The Thai New Year begins April 13, and every year that day marks the first of a three-day celebration signifying transformation or change. The celebration in Phuket may be the wettest and wildest party of them all. April is Thailand’s hottest month, and that’s a good thing because Songkran’s highlight is a massive water fight on the streets. Bring your water buckets and water guns and don’t wear your favorite t-shirt, because you will get wet. Everyone gets involved young and old, and don’t expect to be excluded just because you don’t seem to be participating. Kids and adults alike will line the streets or ride in the back of pickup trucks armed with water weapons—and even the cops are fair game. Getting drenched is not just fun, it also symbolizes cleansing to bring luck and prosperity in the new year.
Phuket Elephant Sanctuary
The elephant tourism industry and all its controversies loom large in Thailand, but at least one attraction in Phuket is ensuring the practice can continue ethically. Phuket Elephant Sanctuary is a retirement home for elephants that rescues mistreated elephants and allows them to live out their days in peace, free of abuse. If this all sounds magical, that’s because it is. The PES founders’ commitment to doing things right in an industry filled with wrong is what makes touring the sanctuary one of our favorite things to do in Thailand. Visitors don’t get to ride the elephants, and human interaction is kept to a minimum. Instead, the emphasis is on learning and observation. For anyone concerned about the ethical treatment of animals, or anyone that is just learning about the harmful practices present in the elephant tourism industry, Phuket Elephant Sanctuary is a must.

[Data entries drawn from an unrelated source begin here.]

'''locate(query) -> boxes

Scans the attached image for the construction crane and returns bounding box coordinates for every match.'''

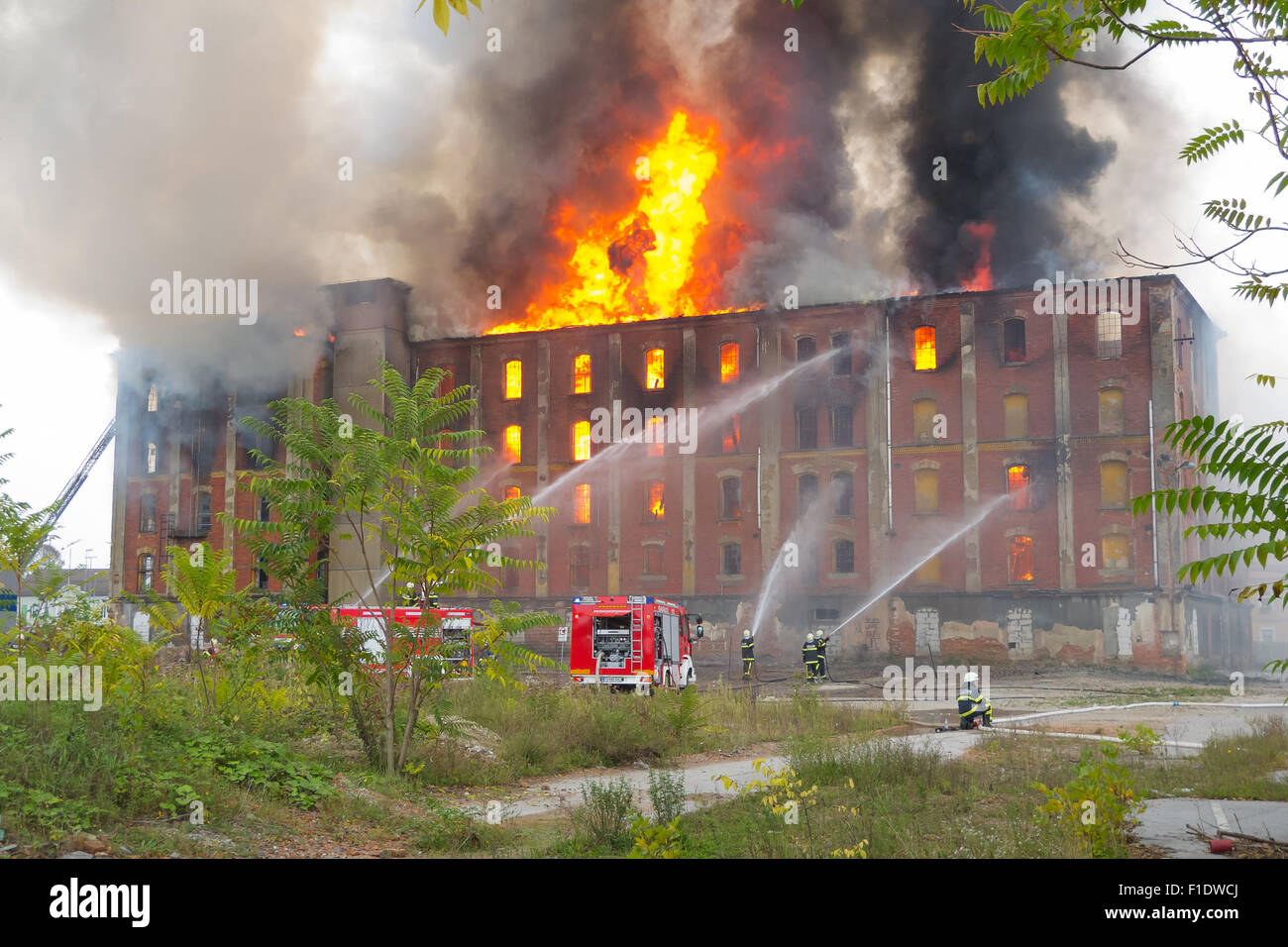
[26,419,116,562]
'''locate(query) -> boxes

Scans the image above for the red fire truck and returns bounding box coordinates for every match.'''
[331,607,474,674]
[568,595,702,694]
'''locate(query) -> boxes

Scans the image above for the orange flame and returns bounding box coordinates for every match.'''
[486,111,733,335]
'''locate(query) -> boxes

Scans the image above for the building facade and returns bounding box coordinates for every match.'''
[113,277,1250,669]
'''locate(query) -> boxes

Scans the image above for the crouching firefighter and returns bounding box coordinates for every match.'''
[802,631,818,681]
[957,672,993,730]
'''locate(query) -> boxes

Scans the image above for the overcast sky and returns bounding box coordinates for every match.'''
[0,0,1288,566]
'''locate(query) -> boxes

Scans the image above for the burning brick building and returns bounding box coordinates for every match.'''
[112,275,1249,668]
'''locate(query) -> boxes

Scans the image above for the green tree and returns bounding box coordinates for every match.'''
[962,0,1288,670]
[233,364,558,773]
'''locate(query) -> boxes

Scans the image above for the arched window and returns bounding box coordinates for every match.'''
[1099,388,1127,434]
[912,326,939,371]
[720,342,738,384]
[572,352,590,394]
[572,421,590,460]
[1100,460,1127,510]
[832,540,854,574]
[644,349,666,391]
[912,467,939,513]
[1008,536,1033,582]
[1002,394,1029,438]
[505,359,523,401]
[501,424,523,464]
[1002,320,1025,365]
[1006,464,1033,511]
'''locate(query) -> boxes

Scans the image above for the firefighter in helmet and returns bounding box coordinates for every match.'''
[802,631,818,681]
[814,631,831,681]
[957,672,993,730]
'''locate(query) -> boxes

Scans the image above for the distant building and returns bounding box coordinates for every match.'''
[112,275,1252,669]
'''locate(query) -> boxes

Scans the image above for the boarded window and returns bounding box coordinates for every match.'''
[796,474,818,515]
[720,342,738,384]
[832,333,854,374]
[1002,394,1029,438]
[644,349,666,391]
[568,546,590,588]
[648,480,666,519]
[720,476,742,519]
[505,359,523,399]
[1008,536,1033,582]
[832,473,854,517]
[501,424,523,464]
[912,326,939,371]
[1100,460,1127,510]
[832,404,854,447]
[912,398,939,441]
[720,415,742,454]
[572,421,590,460]
[1002,320,1024,365]
[644,545,666,576]
[1100,533,1130,570]
[720,543,742,576]
[1100,388,1127,434]
[1096,310,1124,359]
[912,468,939,513]
[572,352,590,394]
[572,483,590,523]
[917,556,939,585]
[1006,464,1033,511]
[796,407,818,451]
[832,540,854,574]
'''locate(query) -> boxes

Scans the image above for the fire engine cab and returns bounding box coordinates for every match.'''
[568,595,702,694]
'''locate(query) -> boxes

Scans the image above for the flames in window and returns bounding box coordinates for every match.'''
[912,326,937,371]
[648,480,666,519]
[720,342,738,384]
[644,349,666,391]
[505,360,523,398]
[503,424,523,464]
[572,353,590,394]
[1006,464,1033,510]
[572,421,590,460]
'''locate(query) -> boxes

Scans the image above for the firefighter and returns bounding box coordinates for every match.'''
[742,629,756,681]
[802,631,818,681]
[957,672,993,730]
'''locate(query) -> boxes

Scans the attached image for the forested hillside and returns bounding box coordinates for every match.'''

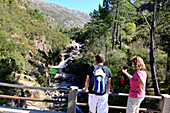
[68,0,170,95]
[0,0,170,111]
[0,0,69,85]
[23,0,90,29]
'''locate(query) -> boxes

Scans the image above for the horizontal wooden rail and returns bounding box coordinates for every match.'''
[0,95,68,104]
[0,82,69,91]
[78,89,162,100]
[76,103,161,112]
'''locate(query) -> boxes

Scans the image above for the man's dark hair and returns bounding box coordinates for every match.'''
[95,54,105,63]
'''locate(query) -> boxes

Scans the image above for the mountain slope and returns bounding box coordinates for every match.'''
[23,0,90,28]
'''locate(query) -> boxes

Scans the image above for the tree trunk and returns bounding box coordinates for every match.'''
[119,24,122,49]
[112,3,118,50]
[116,23,119,45]
[150,0,160,95]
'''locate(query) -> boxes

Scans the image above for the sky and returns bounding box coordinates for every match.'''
[43,0,103,14]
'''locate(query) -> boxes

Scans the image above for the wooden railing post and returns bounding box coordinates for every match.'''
[67,88,78,113]
[159,94,170,113]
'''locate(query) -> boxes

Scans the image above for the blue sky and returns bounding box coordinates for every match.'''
[43,0,103,14]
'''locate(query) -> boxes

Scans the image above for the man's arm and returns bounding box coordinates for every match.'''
[107,78,111,93]
[84,75,90,91]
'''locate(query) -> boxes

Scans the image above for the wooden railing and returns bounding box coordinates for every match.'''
[0,82,170,113]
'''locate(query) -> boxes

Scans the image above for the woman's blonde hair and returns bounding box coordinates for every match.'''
[130,56,146,70]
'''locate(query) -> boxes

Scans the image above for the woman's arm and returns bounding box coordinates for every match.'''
[136,78,144,94]
[122,69,132,79]
[84,75,90,91]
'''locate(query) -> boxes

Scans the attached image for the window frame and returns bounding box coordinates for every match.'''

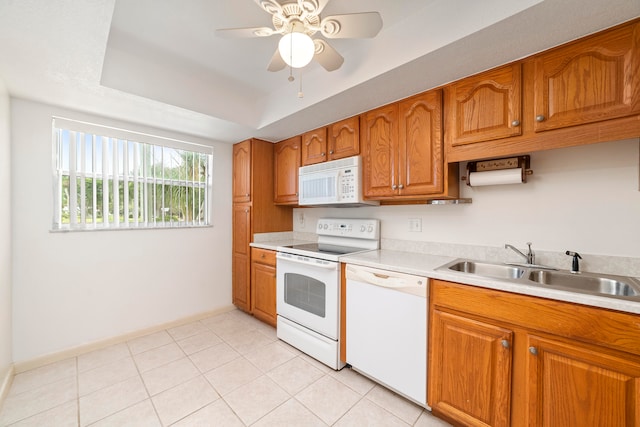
[51,116,214,232]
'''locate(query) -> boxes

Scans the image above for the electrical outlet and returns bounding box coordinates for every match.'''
[409,218,422,232]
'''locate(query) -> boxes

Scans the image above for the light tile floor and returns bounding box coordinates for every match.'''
[0,310,449,427]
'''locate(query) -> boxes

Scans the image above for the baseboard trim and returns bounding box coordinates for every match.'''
[0,363,15,408]
[12,305,237,374]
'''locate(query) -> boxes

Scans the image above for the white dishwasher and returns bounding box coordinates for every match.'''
[346,264,428,408]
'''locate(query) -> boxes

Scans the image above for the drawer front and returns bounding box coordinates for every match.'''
[251,248,276,267]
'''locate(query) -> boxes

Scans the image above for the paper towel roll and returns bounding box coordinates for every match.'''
[469,168,522,187]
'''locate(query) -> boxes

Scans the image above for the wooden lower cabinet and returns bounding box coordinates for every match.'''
[525,336,640,427]
[427,280,640,427]
[251,248,276,327]
[429,310,513,426]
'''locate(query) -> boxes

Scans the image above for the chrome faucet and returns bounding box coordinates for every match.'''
[504,242,536,264]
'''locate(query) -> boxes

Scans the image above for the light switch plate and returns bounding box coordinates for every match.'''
[409,218,422,232]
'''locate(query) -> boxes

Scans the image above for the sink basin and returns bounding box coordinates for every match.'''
[528,270,640,297]
[448,261,525,279]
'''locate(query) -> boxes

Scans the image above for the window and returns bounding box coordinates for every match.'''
[53,118,213,230]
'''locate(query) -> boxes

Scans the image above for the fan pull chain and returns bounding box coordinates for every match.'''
[298,68,304,98]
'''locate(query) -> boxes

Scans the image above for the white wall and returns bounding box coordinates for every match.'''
[294,139,640,258]
[10,99,232,363]
[0,79,12,392]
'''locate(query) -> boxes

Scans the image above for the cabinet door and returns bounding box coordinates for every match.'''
[274,136,300,205]
[526,336,640,427]
[361,104,398,199]
[302,127,328,166]
[427,308,513,427]
[534,22,640,132]
[446,63,522,146]
[398,90,444,196]
[233,140,251,203]
[231,204,251,311]
[328,116,360,160]
[251,261,276,327]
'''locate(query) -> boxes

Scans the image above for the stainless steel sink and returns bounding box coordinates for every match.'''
[437,259,640,301]
[528,270,640,297]
[448,261,525,279]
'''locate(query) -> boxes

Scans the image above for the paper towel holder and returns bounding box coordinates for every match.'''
[460,154,533,187]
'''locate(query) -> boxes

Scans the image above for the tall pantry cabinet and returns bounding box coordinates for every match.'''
[231,138,293,312]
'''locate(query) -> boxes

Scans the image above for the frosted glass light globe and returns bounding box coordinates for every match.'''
[278,32,316,68]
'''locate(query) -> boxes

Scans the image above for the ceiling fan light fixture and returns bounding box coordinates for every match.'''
[278,32,316,68]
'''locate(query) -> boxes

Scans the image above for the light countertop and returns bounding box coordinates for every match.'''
[340,250,640,314]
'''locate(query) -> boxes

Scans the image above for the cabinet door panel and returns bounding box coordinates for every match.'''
[398,90,444,196]
[527,336,640,427]
[329,116,360,160]
[534,23,640,132]
[274,136,301,205]
[231,205,251,311]
[233,140,251,203]
[447,63,522,146]
[251,262,276,326]
[428,308,513,426]
[362,104,398,198]
[302,127,327,166]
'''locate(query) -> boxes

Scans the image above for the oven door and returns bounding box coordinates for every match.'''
[276,252,340,340]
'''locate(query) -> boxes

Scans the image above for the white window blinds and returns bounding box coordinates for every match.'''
[53,118,213,230]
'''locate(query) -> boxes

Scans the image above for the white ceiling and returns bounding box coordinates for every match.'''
[0,0,640,143]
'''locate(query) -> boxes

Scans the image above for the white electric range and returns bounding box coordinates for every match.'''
[276,218,380,370]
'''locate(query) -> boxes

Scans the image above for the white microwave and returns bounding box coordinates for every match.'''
[298,156,379,206]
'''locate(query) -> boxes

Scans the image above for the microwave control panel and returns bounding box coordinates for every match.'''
[338,168,358,202]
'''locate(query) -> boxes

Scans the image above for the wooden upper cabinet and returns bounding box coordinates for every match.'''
[398,90,444,196]
[301,127,328,166]
[361,90,445,200]
[525,335,640,427]
[534,21,640,132]
[360,104,399,199]
[274,136,301,205]
[233,140,251,203]
[328,116,360,160]
[445,63,522,146]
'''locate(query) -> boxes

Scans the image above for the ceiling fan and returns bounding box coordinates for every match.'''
[216,0,382,71]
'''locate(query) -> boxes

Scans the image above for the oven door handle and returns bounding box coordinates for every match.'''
[276,253,338,270]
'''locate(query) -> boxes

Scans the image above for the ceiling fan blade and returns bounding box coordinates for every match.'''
[313,39,344,71]
[267,49,287,71]
[216,27,276,39]
[320,12,382,39]
[298,0,329,16]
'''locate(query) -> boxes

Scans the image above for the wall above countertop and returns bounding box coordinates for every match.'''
[293,138,640,268]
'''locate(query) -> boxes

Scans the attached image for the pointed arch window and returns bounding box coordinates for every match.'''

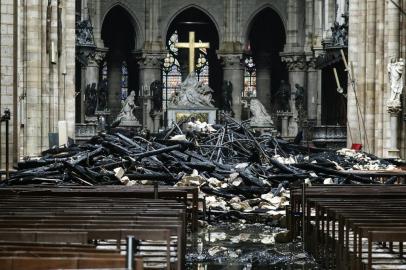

A little hard to find, this panoramic viewpoint is located up above Patong Town, between Yanui Beach and Nai Harn Beach. Once you’ve spotted the tall, white windmills at the top of the hill, you’ve found it. Once you reach the top—roughly 20 minutes from Patong town—sit back and relax under a shaded sala and have a drink, or shop from a jewelry vendor if you spot one. The real reward here is the opportunity to watch the boats go by, see locals fly model airplanes, or look down on Koh Man Island. Beyond its stunning view, there’s nothing flashy about Windmill Viewpoint, but it makes our list because it’s a quieter alternative to nearby Promthep Cape—and the view is just as good. Whether you decide to spend the afternoon watching the boats go by, take in a sunset, or both, you won’t be disappointed.